Additionally, the Production Linked Incentive (PLI) scheme, approved in 2021, allocated INR 240 billion (USD 2.88 billion) in finding across two tender phases to support solar production. Subsidies are based on sales, localization, and efficiency. The awarded capacity is expected to be operational by 2026.
The Approved List of Modules and Manufacturers (ALMM) requires government projects to use locally made modules. By January 2025, the list includes 64.6 GW of module capacity, meeting India's demand.
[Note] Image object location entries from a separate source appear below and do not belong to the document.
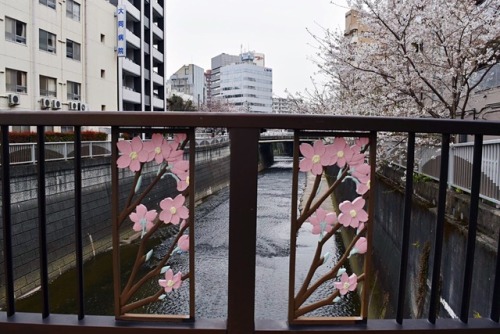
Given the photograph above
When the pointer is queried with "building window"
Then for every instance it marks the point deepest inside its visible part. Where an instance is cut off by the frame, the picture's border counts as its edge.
(48, 86)
(47, 41)
(72, 49)
(15, 31)
(49, 3)
(15, 81)
(73, 10)
(74, 91)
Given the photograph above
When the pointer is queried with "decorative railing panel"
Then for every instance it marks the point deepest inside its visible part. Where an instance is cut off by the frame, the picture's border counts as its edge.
(244, 130)
(166, 269)
(321, 219)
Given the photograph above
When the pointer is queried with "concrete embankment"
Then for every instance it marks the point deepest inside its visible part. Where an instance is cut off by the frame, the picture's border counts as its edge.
(212, 174)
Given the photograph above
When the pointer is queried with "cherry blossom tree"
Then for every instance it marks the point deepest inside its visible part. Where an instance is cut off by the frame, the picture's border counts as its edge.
(412, 58)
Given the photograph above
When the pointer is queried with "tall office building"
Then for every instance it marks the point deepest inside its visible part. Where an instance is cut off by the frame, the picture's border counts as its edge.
(189, 82)
(243, 81)
(141, 54)
(63, 55)
(57, 56)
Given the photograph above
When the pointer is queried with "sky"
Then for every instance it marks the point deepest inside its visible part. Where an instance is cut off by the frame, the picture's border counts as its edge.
(198, 30)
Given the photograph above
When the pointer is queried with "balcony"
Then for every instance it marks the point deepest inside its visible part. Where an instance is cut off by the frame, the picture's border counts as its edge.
(133, 40)
(130, 95)
(157, 55)
(158, 10)
(130, 67)
(157, 31)
(158, 103)
(245, 134)
(158, 79)
(132, 11)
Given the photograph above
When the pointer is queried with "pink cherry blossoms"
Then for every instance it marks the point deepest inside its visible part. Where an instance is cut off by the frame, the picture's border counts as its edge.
(353, 213)
(143, 219)
(346, 284)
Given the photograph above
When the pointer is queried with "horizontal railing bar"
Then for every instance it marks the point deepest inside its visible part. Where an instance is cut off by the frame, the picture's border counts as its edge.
(245, 120)
(57, 323)
(472, 230)
(403, 269)
(7, 225)
(438, 240)
(42, 224)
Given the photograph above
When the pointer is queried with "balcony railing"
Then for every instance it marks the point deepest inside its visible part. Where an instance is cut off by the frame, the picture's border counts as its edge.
(244, 130)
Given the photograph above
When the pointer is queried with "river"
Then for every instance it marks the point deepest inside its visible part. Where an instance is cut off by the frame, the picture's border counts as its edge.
(211, 258)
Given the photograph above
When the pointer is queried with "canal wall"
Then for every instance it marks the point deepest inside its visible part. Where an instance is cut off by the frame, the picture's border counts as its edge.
(211, 175)
(386, 247)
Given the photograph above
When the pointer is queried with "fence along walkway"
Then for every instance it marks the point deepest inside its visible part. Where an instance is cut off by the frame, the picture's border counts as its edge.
(460, 167)
(244, 131)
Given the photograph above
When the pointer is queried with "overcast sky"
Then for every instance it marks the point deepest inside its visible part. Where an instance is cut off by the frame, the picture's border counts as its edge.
(198, 30)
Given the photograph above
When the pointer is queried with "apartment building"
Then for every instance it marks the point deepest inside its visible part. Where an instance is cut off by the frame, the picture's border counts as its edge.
(67, 56)
(189, 83)
(52, 58)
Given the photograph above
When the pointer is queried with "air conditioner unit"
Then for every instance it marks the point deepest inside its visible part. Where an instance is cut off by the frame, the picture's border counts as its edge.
(73, 105)
(14, 99)
(55, 104)
(45, 102)
(84, 106)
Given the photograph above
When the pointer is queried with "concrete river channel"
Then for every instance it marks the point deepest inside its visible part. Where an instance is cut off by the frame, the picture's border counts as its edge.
(211, 259)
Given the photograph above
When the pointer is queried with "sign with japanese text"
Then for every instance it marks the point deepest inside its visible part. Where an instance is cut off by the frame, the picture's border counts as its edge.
(121, 15)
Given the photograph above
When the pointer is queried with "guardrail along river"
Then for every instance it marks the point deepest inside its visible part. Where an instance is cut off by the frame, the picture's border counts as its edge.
(211, 230)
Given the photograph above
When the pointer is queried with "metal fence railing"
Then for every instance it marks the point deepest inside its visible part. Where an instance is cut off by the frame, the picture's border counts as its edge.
(25, 153)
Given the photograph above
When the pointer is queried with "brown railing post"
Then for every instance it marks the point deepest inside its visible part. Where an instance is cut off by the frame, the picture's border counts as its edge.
(242, 230)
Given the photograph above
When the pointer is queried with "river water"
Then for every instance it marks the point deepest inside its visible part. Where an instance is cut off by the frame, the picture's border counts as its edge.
(211, 258)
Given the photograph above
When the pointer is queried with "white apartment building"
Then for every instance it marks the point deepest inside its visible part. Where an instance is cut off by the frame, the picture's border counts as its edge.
(244, 84)
(52, 58)
(63, 55)
(141, 55)
(282, 105)
(189, 82)
(217, 63)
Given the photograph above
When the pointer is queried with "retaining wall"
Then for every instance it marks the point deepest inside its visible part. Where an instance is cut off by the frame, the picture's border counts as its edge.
(211, 174)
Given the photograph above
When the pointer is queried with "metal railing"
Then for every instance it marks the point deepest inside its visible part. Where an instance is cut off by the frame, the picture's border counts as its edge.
(460, 167)
(244, 130)
(26, 153)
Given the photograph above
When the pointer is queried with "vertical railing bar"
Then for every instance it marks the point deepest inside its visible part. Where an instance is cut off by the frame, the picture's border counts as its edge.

Starting in June 2026, a new cell list will require government projects to use locally assembled cells and modules.
India’s solar PV market outlook in 2025
India’s cell capacity is limited due to a lack of technology. Therefore, even with a 25% import duty, Chinese cells remain competitive in the country. Despite the implementation of ALMM, most of India’s market is still dominated by locally assembled Chinese modules.
If the ALMM for cells is introduced in 2026, India’s cell capacity and production timing will be crucial. Since Chinese cells are cost-effective, the requirement for local cell assembly could increase project costs and hinder solar market growth.
On the demand side, India’s solar park, utility-scale projects, Prime Minister’s Solar Home Program, and Farmer Energy Program all aim to meet 2026 installation targets. Under the National Electricity Plan (NEP), India must achieve 280 GW of solar PV capacity by 2030, requiring an average addition of 30 GW per year. With continued support, 2025 will be a pivotal year for India’s solar market, with demand expected to reach 35-40 GW.